I like to think I could have changed my little world a little by appreciating better what was driving Mom.

 

Are we born with a personality?

Are we born with a personality?

If we really are born with a personality, as many psychologists tell us, there is plenty of evidence to makes us think so, but also plenty to argue against it.

If I were a Badass Orange person, for example, you just might agree I was probably born with great physical abilities and an adventurous nature. I would tell you that, yes, I worked hard to get skillful, but that I honestly feel that I was gifted at birth with a terrific body type, a bottomless cauldron of endless energy, and a ridiculous comfort level with risky behavior. I’d say, yes, you are looking at a naturally born Badass. I am Orange, Orange, Orange.

On the other hand, we just might discover that our individual temperaments are nothing like our parents’. Our siblings, aunts, uncles, cousins, grandparents and our own children have core values in direct contrast to our own. How could our own DNA manifest itself so differently? How is it, then, that we are ‘born’ with this personality?

I challenge you to look back over your whole life for just a minute. How different are you, really, from the kid in grade school you remember? Was your main core value that much different from now? For example, if you were dependably responsible then, are you still that way now? I mean, is ‘dependable responsibility’ still more important than harmony seeking, than knowledge and competence, or than personal freedom? If that principal core value remains the same, there’s a case to be made that you came into the world with a strong DNA-based temperament. You always were and always will be Gold, a Loyalist, a logistical thinker.

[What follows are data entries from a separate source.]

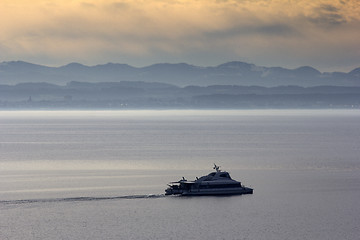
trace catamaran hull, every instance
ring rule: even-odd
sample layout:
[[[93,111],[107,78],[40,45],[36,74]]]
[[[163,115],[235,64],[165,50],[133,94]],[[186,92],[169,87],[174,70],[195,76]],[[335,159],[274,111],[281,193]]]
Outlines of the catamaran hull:
[[[252,188],[241,189],[212,189],[211,191],[206,189],[191,189],[191,190],[171,190],[166,191],[165,195],[181,195],[181,196],[221,196],[221,195],[242,195],[253,194]]]
[[[206,190],[192,190],[185,191],[181,195],[182,196],[220,196],[220,195],[242,195],[242,194],[253,194],[253,189],[251,188],[243,188],[243,189],[221,189],[217,191],[206,191]]]

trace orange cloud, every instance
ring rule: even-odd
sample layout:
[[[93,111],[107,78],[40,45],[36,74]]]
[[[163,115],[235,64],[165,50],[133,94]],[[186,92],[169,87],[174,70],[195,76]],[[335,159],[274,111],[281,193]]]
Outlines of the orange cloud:
[[[198,52],[196,61],[204,53],[256,61],[263,53],[262,59],[274,59],[297,51],[325,58],[340,44],[350,44],[353,58],[360,54],[353,41],[360,37],[356,0],[2,0],[0,11],[3,60],[96,62],[117,55],[157,61],[196,59]]]

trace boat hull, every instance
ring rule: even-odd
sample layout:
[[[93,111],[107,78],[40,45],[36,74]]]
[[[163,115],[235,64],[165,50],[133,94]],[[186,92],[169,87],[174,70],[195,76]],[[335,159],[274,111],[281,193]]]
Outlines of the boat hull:
[[[203,189],[193,189],[191,191],[184,191],[181,193],[182,196],[224,196],[224,195],[242,195],[242,194],[253,194],[253,189],[251,188],[241,188],[241,189],[219,189],[207,191]]]
[[[181,195],[181,196],[225,196],[225,195],[242,195],[253,194],[253,189],[242,187],[238,189],[190,189],[190,190],[168,190],[165,195]]]

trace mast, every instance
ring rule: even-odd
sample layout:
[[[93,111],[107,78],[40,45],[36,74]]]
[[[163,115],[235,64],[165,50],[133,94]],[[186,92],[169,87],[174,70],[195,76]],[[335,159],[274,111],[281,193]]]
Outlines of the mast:
[[[214,163],[214,169],[216,170],[216,172],[220,172],[220,166],[216,166],[215,163]]]

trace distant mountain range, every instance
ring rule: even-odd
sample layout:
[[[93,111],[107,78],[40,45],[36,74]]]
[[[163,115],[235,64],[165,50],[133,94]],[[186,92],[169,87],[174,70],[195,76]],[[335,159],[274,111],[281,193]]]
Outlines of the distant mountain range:
[[[321,73],[312,67],[286,69],[261,67],[244,62],[228,62],[215,67],[199,67],[186,63],[154,64],[132,67],[108,63],[85,66],[70,63],[47,67],[23,61],[0,63],[0,84],[45,82],[65,85],[69,82],[158,82],[178,87],[238,85],[238,86],[360,86],[360,68],[348,73]]]
[[[360,68],[0,63],[0,109],[360,108]]]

Needless to say, you were a hostage of your parents until your teenage years, so you have to wonder how much of ‘who you are’ comes from a natural temperament and how much comes from the intense nurturing that your parents and community thrust upon you for over a dozen years. All those people influenced your thinking, your philosophy of life, your religion, even your politics and career choices. You have to ask yourself, “How many of my life choices came from the real me, from my innate temperament, and how many were influenced by the society around me?

Whose life?

So am I living my own life, or someone else’s idea of life?”

To paraphrase Rene Descartes, we can’t live until we reject everything we’ve been taught and then begin to design our own life. Descartes’ thinking must have come from the realization that a real, innate self needs to trump the weavings of the cultures swirling around us in order for us to truly fulfill our destiny. Ah, there’s the word: Destiny. And I don’t think the word ‘destiny’ here means ‘pre-destined fate’ that we really cannot control, but a pre-determined set of talents and intelligence that need to blossom under our own control, in the face of the cultures around us, to find the best possible path for a lifetime.

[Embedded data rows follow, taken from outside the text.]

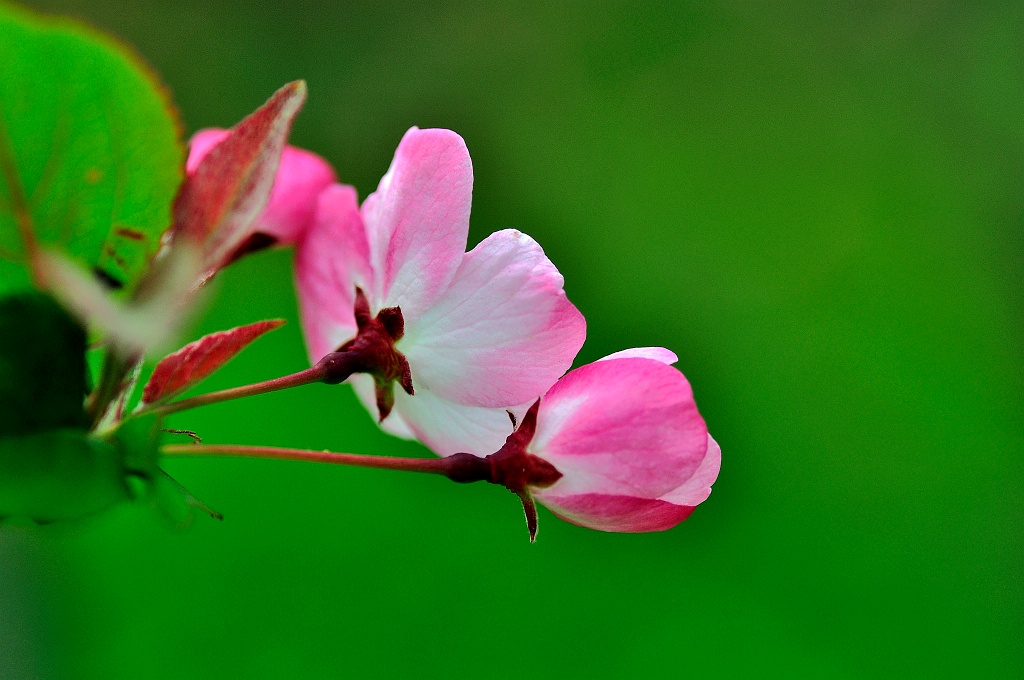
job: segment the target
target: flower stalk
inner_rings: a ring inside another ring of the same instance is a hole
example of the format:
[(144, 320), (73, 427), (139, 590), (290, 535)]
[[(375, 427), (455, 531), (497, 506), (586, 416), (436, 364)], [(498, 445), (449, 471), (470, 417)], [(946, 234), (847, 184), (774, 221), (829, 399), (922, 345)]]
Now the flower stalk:
[(166, 416), (171, 413), (185, 411), (198, 406), (206, 406), (208, 404), (216, 404), (222, 401), (241, 399), (243, 397), (252, 397), (258, 394), (267, 394), (268, 392), (277, 392), (278, 390), (285, 390), (290, 387), (301, 387), (302, 385), (311, 385), (313, 383), (336, 385), (340, 382), (344, 382), (349, 376), (359, 370), (359, 368), (360, 355), (358, 352), (333, 352), (317, 362), (316, 366), (299, 371), (298, 373), (292, 373), (291, 375), (285, 375), (271, 380), (264, 380), (263, 382), (253, 383), (251, 385), (241, 385), (239, 387), (230, 387), (225, 390), (210, 392), (208, 394), (200, 394), (195, 397), (189, 397), (188, 399), (181, 399), (180, 401), (171, 402), (170, 404), (164, 404), (163, 406), (154, 406), (143, 409), (143, 411), (159, 413)]
[[(329, 465), (347, 465), (350, 467), (378, 468), (383, 470), (426, 472), (442, 475), (458, 482), (484, 481), (490, 477), (490, 464), (484, 459), (471, 456), (468, 453), (447, 458), (395, 458), (357, 453), (334, 453), (332, 451), (236, 444), (166, 444), (160, 448), (160, 452), (164, 456), (176, 458), (205, 458), (212, 456), (269, 458), (273, 460), (295, 460), (307, 463), (327, 463)], [(478, 461), (478, 463), (474, 461)], [(475, 473), (472, 471), (473, 468), (476, 469)]]
[(392, 458), (355, 453), (231, 444), (168, 444), (161, 447), (160, 451), (165, 456), (270, 458), (406, 472), (426, 472), (442, 475), (460, 484), (488, 482), (505, 487), (522, 502), (523, 512), (526, 515), (526, 526), (529, 529), (532, 543), (537, 538), (537, 505), (533, 500), (531, 489), (549, 487), (562, 477), (562, 474), (553, 465), (525, 451), (525, 445), (533, 437), (539, 403), (537, 402), (530, 409), (523, 426), (508, 437), (505, 446), (487, 457), (471, 453), (456, 453), (443, 458)]

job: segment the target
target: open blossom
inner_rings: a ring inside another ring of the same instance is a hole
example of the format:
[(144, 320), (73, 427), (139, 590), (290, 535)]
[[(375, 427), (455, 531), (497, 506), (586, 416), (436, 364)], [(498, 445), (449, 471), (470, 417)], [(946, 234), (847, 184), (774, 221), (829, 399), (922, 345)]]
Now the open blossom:
[(722, 452), (686, 378), (661, 348), (626, 350), (566, 374), (488, 457), (489, 481), (602, 531), (669, 529), (707, 499)]
[[(185, 172), (195, 173), (199, 163), (230, 130), (207, 128), (189, 141)], [(336, 181), (331, 164), (320, 156), (286, 146), (266, 207), (253, 222), (250, 234), (237, 254), (269, 245), (293, 245), (313, 223), (320, 192)]]
[(525, 412), (586, 333), (529, 236), (499, 231), (466, 252), (472, 188), (462, 138), (412, 128), (361, 207), (348, 186), (321, 194), (296, 253), (312, 361), (365, 359), (351, 382), (382, 426), (441, 454), (500, 446), (506, 409)]

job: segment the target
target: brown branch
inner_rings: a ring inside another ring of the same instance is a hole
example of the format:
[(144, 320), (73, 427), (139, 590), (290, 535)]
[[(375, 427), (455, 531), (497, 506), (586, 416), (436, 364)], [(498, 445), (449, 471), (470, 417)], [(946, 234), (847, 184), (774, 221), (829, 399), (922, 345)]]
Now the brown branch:
[(25, 252), (29, 256), (33, 277), (38, 282), (39, 272), (36, 269), (35, 254), (39, 246), (32, 224), (32, 211), (25, 196), (25, 189), (21, 185), (21, 179), (18, 177), (18, 168), (14, 162), (14, 147), (7, 132), (2, 108), (0, 108), (0, 173), (3, 173), (4, 181), (7, 183), (10, 209), (14, 213), (14, 221), (18, 224), (18, 232), (25, 245)]

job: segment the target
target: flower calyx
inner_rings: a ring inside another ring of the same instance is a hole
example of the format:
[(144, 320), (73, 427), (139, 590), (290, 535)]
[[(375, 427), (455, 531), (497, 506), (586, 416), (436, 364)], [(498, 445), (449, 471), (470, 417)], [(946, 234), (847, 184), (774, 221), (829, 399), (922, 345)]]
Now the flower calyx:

So do I think we were all born with a temperament? You betcha. Both nature and nurture contribute to who we are as whole persons, but I am certain our brains and bodies arrive with some kind of pre-installed hard drive (temperament) that develops into a whole character through configurations with the apps of life.

The trick, I think, is to discover the right path early in life rather than later. And if it’s clear our own path differs significantly from the paths of the gang that lives around us, our choice to follow our own right path will probably demand a ton of uncomfortable honesty and raw courage.